Apr 9 01:07 PM US/Eastern
TOKYO, April 10 (AP) - (Kyodo) — The government of Prime Minister Yukio Hatoyama will focus on a plan to transfer a U.S. Marine base in Okinawa Prefecture to Tokunoshima Island in Kagoshima Prefecture, north of Okinawa, Japanese government sources said Friday.
The government has met opposition from the United States on a plan to construct an artificial island off the Katsuren Peninsula in eastern Okinawa, which has been floated as an eventual relocation site for the U.S. Marine Corps' Futemma Air Station in the southernmost prefecture, the sources said.
In a meeting last Friday, the Cabinet ministers concerned agreed to move the functions of the Futemma facility, currently in Ginowan, temporarily to Tokunoshima and build a heliport at the Marines' Camp Schwab in Nago, also in Okinawa, and eventually to the island to be constructed near the peninsula in Uruma, according to the sources.
But Hatoyamma, who leads the ruling Democratic Party of Japan, has apparently decided to place priority on Tokunoshima instead of the artificial island, telling the ministers that he wants them to concentrate their efforts on negotiating on the relocation with the United States and people in Tokunoshima, the sources said.
Residents of the island, however, have already voiced strong opposition to the government's plan, with Akira Okubo, head of the town of Isen on the island, saying, "I will be dead set against the plan whatever happens."
"Should we ever be enticed with anything to boost our economy, which may be provided to us in exchange for hosting (a U.S. base), that would leave the next generation of people here in trouble," he said.

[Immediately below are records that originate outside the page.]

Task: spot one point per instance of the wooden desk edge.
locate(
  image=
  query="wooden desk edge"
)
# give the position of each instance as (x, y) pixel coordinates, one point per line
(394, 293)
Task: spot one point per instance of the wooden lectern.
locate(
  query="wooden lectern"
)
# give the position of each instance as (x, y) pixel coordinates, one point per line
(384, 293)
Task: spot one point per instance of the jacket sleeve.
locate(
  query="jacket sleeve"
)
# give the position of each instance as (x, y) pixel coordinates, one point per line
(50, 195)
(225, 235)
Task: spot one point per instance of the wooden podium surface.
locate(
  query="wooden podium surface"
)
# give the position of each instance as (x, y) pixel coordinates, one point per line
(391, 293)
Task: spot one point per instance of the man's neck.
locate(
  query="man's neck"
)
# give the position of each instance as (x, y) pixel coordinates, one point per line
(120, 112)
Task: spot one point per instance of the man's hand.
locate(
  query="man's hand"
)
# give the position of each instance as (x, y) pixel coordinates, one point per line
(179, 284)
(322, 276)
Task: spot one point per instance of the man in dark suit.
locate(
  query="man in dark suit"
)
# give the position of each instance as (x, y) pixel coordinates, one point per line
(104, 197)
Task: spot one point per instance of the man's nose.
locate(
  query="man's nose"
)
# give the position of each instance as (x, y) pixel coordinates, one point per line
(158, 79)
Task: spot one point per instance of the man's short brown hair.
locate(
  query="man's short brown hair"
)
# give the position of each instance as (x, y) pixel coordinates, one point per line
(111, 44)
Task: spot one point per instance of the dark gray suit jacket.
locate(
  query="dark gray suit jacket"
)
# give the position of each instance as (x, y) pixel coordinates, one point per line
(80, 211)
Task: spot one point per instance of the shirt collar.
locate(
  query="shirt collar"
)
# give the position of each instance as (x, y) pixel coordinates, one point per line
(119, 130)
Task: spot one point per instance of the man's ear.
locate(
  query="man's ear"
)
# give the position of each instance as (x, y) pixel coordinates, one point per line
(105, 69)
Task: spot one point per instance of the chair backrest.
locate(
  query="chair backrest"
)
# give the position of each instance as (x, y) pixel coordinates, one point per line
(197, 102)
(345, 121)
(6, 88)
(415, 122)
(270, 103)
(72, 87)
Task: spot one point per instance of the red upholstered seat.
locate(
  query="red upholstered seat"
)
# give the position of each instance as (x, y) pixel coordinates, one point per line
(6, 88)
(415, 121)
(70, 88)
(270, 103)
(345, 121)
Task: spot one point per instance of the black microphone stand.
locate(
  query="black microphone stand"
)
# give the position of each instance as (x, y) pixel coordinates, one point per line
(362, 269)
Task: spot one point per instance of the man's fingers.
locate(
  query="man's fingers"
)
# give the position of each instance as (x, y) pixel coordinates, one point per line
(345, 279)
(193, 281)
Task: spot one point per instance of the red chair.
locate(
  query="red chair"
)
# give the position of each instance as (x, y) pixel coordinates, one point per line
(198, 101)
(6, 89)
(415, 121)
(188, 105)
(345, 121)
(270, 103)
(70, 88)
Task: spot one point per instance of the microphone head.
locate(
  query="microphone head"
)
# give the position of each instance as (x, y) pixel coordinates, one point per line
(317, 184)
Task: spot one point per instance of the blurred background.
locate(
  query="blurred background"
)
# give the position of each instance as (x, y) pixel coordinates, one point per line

About 10,000 people are scheduled to stage a protest rally on the island on April 18.
On Friday, U.S. Ambassador to Japan John Roos told Foreign Minister Katsuya Okada that the United States cannot at this moment enter into planned bilateral working-level talks on the Futemma issue, which the Japanese government was hoping to launch as early as next week, according to sources close to the matter.
Since the campaign for last year's general election, Hatoyama has been seeking an alternative to an existing plan, sealed in 2006 between a previous Liberal Democratic Party-led government and Washington, to transfer the Futemma base to a coastal section of Camp Schwab including land to be reclaimed, in a bid to ease the base-hosting burden on people in Okinawa.
But the government has encountered difficulty in finding an effective plan that can gain approval from the United States, which is pressing Japan to stick to the existing deal, and from people living near in a possible relocation site.
On March 26, Okada conveyed to Roos that Tokyo is planning to move part of the facility's functions to the heliport at Camp Schwab and eventually to the envisaged artificial island or Tokunoshima Island.
But the island construction plan has raised eyebrows among U.S. officials, according to the sources, who argue that it will likely spark a strong backlash from local people, as has the existing plan.
Local seaweed growers and lawmakers from the DPJ's two minor coalition partners -- the Social Democratic Party and the People's New Party -- are also opposed to the artificial island plan.
The existing relocation plan is part of a broader realignment plan for U.S. forces in Japan, including a plan to transfer 8,000 Marines to the U.S. territory of Guam.
The Hatoyama government, which is seeking to resolve the base issue by the end of May, has been tight-lipped about its relocation options and has not officially announced its final plan.